The Space Children is a 1958 American Science Fiction film directed by Jack Arnold.

Electrical engineer Dave Brewster (Adam Williams) and his family relocate to a coastal trailer park so that he can join the team working on the Thunderer, the latest and greatest of ICBMs and the one which will hopefully settle this pesky arms race once and for all. But the Brewster kids hear a strange sound no adult can detect, and see an eerie light in the sky. Once they arrive at their new home they are lured to a coastal cave where they, and the children of the other scientists, are introduced to a pulsating, glowing blob, which telepathically communicates with them.

Oldest child Bud Brewster (Michel Ray) acts as the ringleader as the children become servants to Azathoth's little cousin, which is a relatively benign fate compared to what happens to adults who discover the creature; Dave Brewster is struck mute or knocked out whenever he tries to tell someone else about it, another scientist gets a short-term memory wipe, and a third fellow is killed though he was an unlikable, abusive drunkard, so nobody really minds.

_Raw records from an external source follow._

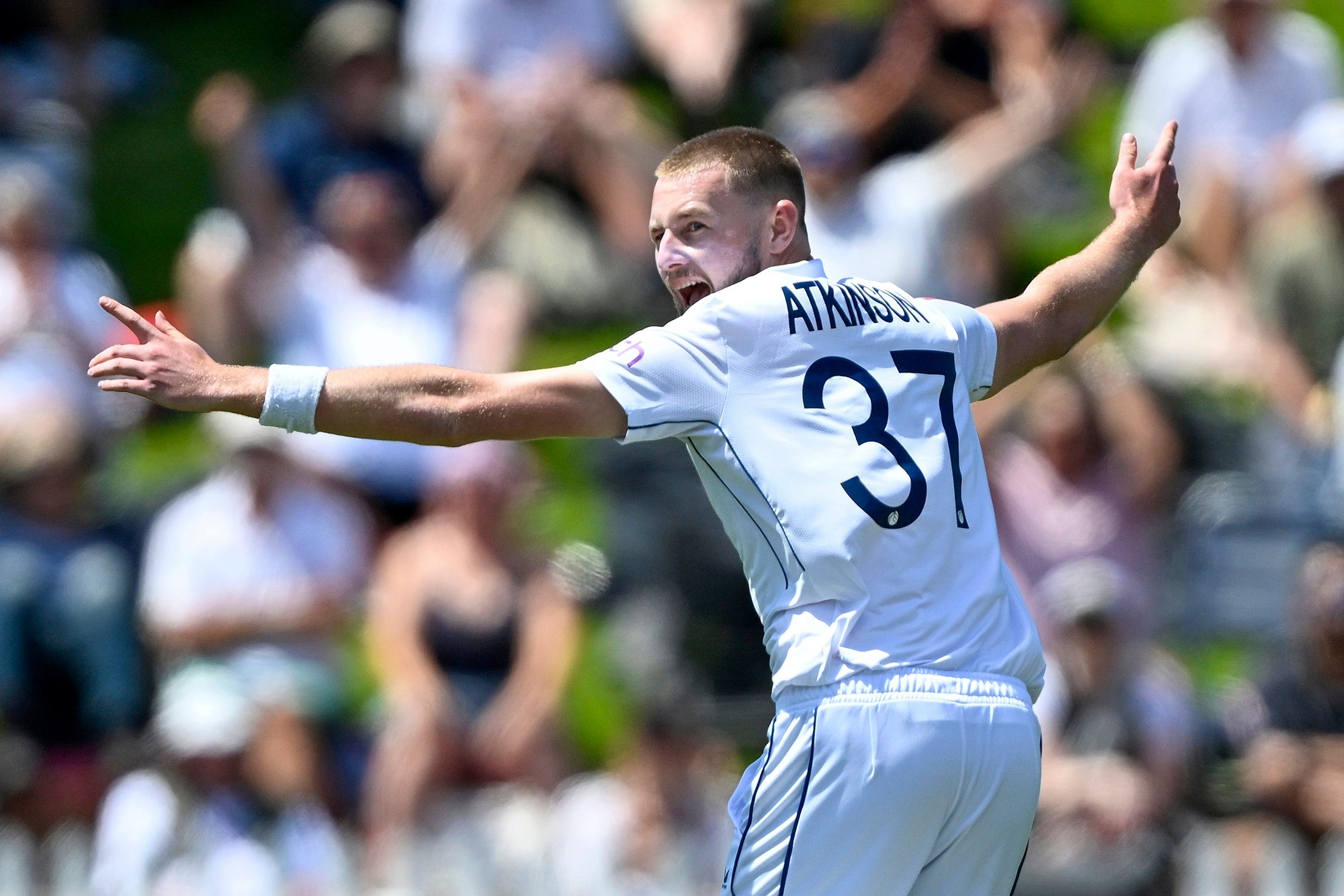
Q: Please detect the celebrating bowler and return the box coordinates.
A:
[89,122,1180,896]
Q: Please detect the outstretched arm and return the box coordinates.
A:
[981,121,1180,392]
[89,298,626,445]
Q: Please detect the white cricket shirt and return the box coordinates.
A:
[582,259,1046,697]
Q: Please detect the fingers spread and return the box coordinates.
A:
[1116,134,1138,168]
[155,312,181,336]
[89,357,149,376]
[98,296,162,344]
[1148,121,1176,162]
[89,344,149,369]
[98,379,152,398]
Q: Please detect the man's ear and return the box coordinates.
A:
[769,199,798,255]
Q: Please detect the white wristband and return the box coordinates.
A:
[261,364,327,433]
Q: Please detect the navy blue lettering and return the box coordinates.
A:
[817,281,854,329]
[794,279,821,329]
[840,284,878,324]
[782,286,814,336]
[858,284,896,324]
[878,289,910,324]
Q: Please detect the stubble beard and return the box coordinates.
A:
[664,246,765,315]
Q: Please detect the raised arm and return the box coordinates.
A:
[89,298,626,445]
[980,121,1180,392]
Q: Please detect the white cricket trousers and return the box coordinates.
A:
[722,669,1040,896]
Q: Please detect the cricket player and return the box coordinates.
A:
[89,122,1180,896]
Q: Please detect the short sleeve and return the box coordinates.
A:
[579,315,728,442]
[925,298,998,402]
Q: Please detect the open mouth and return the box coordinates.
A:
[676,279,711,308]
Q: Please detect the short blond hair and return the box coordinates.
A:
[655,128,806,219]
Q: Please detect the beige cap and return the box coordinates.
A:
[304,0,399,72]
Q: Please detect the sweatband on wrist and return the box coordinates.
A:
[261,364,327,433]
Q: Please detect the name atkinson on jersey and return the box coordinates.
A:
[781,277,929,334]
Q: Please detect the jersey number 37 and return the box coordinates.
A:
[802,349,969,529]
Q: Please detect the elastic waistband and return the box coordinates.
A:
[774,668,1031,709]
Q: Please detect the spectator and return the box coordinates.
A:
[1017,559,1195,896]
[1189,543,1344,896]
[190,69,539,505]
[770,29,1094,305]
[977,343,1180,642]
[140,415,371,859]
[192,0,433,231]
[0,0,157,128]
[1232,544,1344,840]
[271,173,527,518]
[403,0,628,95]
[365,443,578,872]
[1122,0,1340,275]
[551,704,735,896]
[1246,101,1344,383]
[89,664,351,896]
[0,164,129,422]
[0,395,148,830]
[621,0,748,114]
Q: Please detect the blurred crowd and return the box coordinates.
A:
[8,0,1344,896]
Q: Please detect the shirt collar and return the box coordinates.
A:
[770,258,826,279]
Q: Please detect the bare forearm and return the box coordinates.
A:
[199,364,625,445]
[984,222,1156,388]
[984,121,1180,391]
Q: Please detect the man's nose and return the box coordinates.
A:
[653,234,688,274]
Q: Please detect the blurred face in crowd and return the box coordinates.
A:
[1060,612,1119,696]
[1321,175,1344,227]
[1298,544,1344,681]
[0,183,51,254]
[1026,376,1102,480]
[929,0,998,28]
[317,173,415,287]
[649,165,792,312]
[1211,0,1273,59]
[798,144,863,203]
[327,53,396,138]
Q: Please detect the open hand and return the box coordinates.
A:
[1110,121,1180,250]
[89,296,266,416]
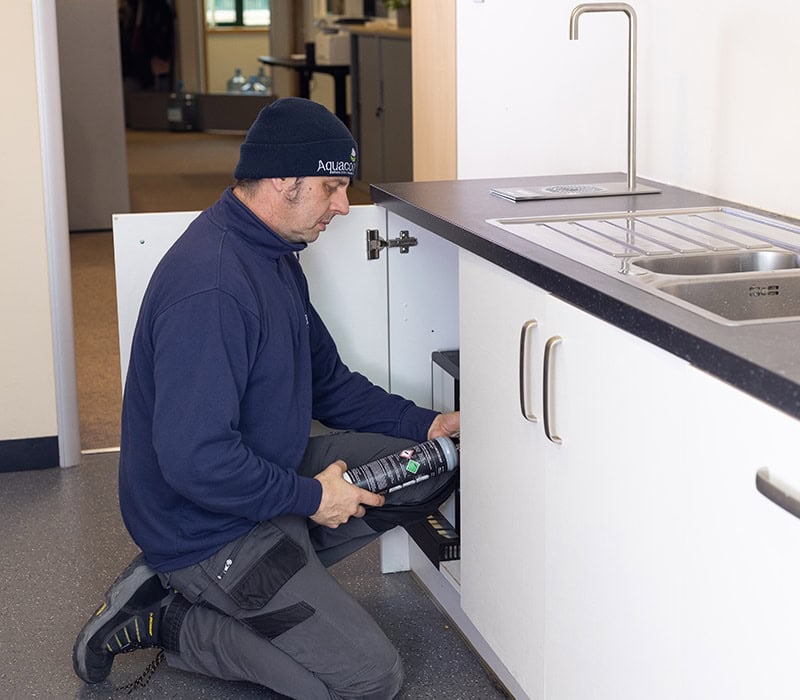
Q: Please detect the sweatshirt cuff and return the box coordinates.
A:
[400,405,439,442]
[294,476,322,517]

But that isn't the extent of the blob's powers - soon the military base housing the Thunderer suffers a string of inexplicable accidents, each occurring near a creepy smiling child, culminating in the rocket's test launch resulting in spectacular, fiery disappointment. The military rushes to take down the star-spawn, but the children form a human wall and allow the blob to ascend back into the heavens. Finally free of its influence, Bud explains that all over the planet, other children have done as they did, sabotaging the nukes and doomsday devices of the world's nations. In awe, Anne Brewster (Peggy Webber) remarks that "the world is having a second chance," and the movie closes on a Bible quote: "Verily, I say unto you... except ye become as little children, ye shall not enter into the kingdom of heaven." (St. Matthew, Ch 18, v. 3)

...which glosses over the geopolitical ramifications of this sudden shift in the balance of power with confusing theology. So it's a movie sort of similar to The Day the Earth Stood Still (1951), just, you know, not as good.

And no, The Space Children don't grow up into the Teenagers from Outer Space.

It appeared in this episode of Mystery Science Theater 3000.

The Space Children contains examples of:

  • Abusive Parent: Joe, so much.
    Joe: Come back here! I'll break your neck!
  • Adults Are Useless: it's up to the children (with an assist by a lump of silly putty) to save the world.
  • An Aesop: Nuclear weapons are bad, 'mkay? So you should, I dunno, get rid of them or something?
    • Space Whale Aesop: Disarm or a blob from outer space will enslave your children and do it for you?
  • The Alcoholic: Joe can't even chase down his stepson, he's weaving and staggering so bad.
  • And There Was Much Rejoicing: Once Joe gets mind-fragged by the blob, even the other characters admit they won't miss him. His own wife is only a little upset, and we can probably chalk that up to watching him die!
  • Asshole Victim: Joe. See above.
  • Children Are Special: They're the only ones the Blob bothers to communicate with.
  • Covers Always Lie: The poster in the Trope image. As you might guess, that never happened. Of course, being the '50's, the poster was probably printed before the script was even written. Ditto for the tagline, as its "enslavement" of the kids is done for entirely benevolent reasons.
  • Creepy Child: Serenely grinning children act as conduits for the blob's telekinetic powers, letting them stare at locks until they break or make trucks swerve off course with a creepy stare.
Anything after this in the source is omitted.